The plans announced last year to turn what was once the Willetta Branch of Valley National Bank to rubble drew concern from preservationists. Phoenix’s Historic Preservation Commission didn’t take action to protect the building, but used it to spur changes to the city’s demolition process.
The building was eligible for city historic designation, which would have temporarily prevented its destruction, but it was never listed.
ARIZONA TASERED IN BRAND-VALUE STUDY
Apparently a lot of people haven’t rented a U-Haul truck, shopped for cat litter at PetSmart or viewed an outrageous GoDaddy TV commercial, because those three Arizona-based brands received no mention in a study of the most valuable and recognizable brands in America.
In fact, no Arizona brands or companies rank among the top 500 nationally, according to a new study by London-based Brand Finance. That makes Arizona one of just 13 states not to receive any recognition in the report.
Sprouts Farmers Market also failed to make the list, as did the University of Phoenix, LifeLock and all other local companies. Even Taser, the stun-gun maker whose corporate name has been transformed into a verb in popular usage, didn’t make the grade, azcentral’s Russ Wiles reports.

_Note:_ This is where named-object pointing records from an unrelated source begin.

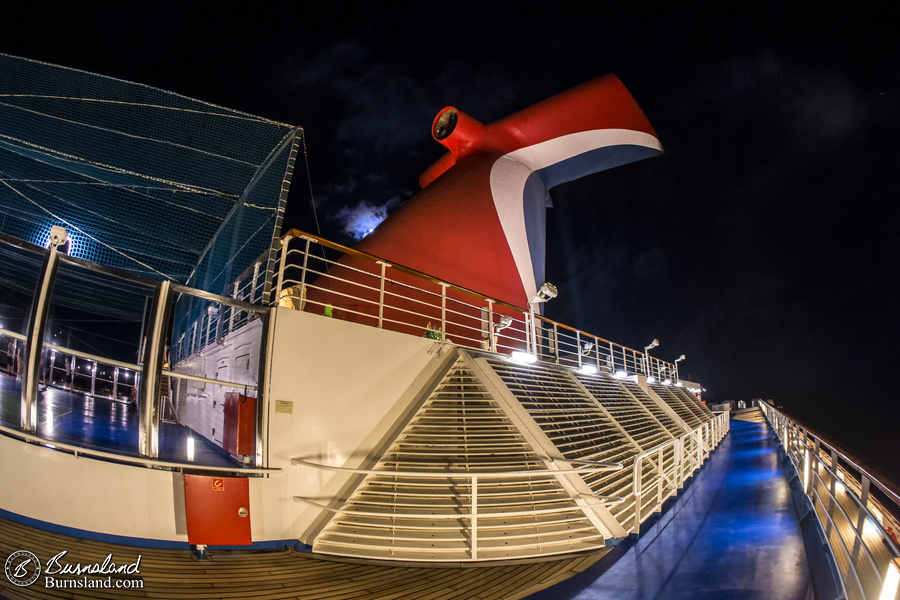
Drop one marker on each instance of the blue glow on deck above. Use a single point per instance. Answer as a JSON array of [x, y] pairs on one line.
[[733, 534]]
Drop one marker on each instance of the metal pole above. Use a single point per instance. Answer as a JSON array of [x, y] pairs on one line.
[[381, 295], [148, 425], [443, 311], [283, 263], [474, 517], [262, 389], [556, 342], [35, 342], [253, 285], [493, 338], [578, 344]]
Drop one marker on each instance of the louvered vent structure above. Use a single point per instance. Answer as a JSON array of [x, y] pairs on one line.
[[460, 429], [651, 405], [578, 426], [645, 427], [644, 423], [691, 398], [686, 406]]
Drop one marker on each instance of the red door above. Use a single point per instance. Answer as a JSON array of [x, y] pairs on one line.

MCCAIN ‘CRAZY FAT KID’ REMARK TICKS OFF N. KOREA
North Korea expressed outrage Thursday at Sen. John McCain’s description of President Kim Jong Un as a “crazy fat kid,” calling the former presidential candidate a “noted idiot.”
The Arizona Republican made the comment last week on MSNBC’s For the Record with Greta while suggesting Beijing should do more to control North Korea’s bad behavior.
“China is the one, the only one, that can control Kim Jong Un, this crazy fat kid that’s running North Korea,” McCain said, adding that China “could stop North Korea’s economy in a week.”
TODAY IN HISTORY
- In 1822, Florida became a United States territory.
- In 1870, the 15th Amendment to the U.S. Constitution, which prohibited denying citizens the right to vote and hold office on the basis of race, was declared in effect by Secretary of State Hamilton Fish. Texas was readmitted to the Union.
- In 1923, the Cunard liner RMS Laconia became the first passenger ship to circle the globe as it arrived in New York.
- In 1959, a narrowly divided U.S. Supreme Court, in Bartkus v. Illinois, ruled that a conviction in state court following an acquittal in federal court for the same crime did not constitute double jeopardy.
- In 1975, as the Vietnam War neared its end, Communist forces occupied the city of Da Nang.
- In 1981, President Ronald Reagan was shot and seriously injured outside a Washington, D.C., hotel by John W. Hinckley, Jr.; also wounded were White House press secretary James Brady, Secret Service agent Timothy McCarthy and a District of Columbia police officer, Thomas Delahanty.
- In 2006, American reporter Jill Carroll, a freelancer for The Christian Science Monitor, was released after 82 days as a hostage in Iraq.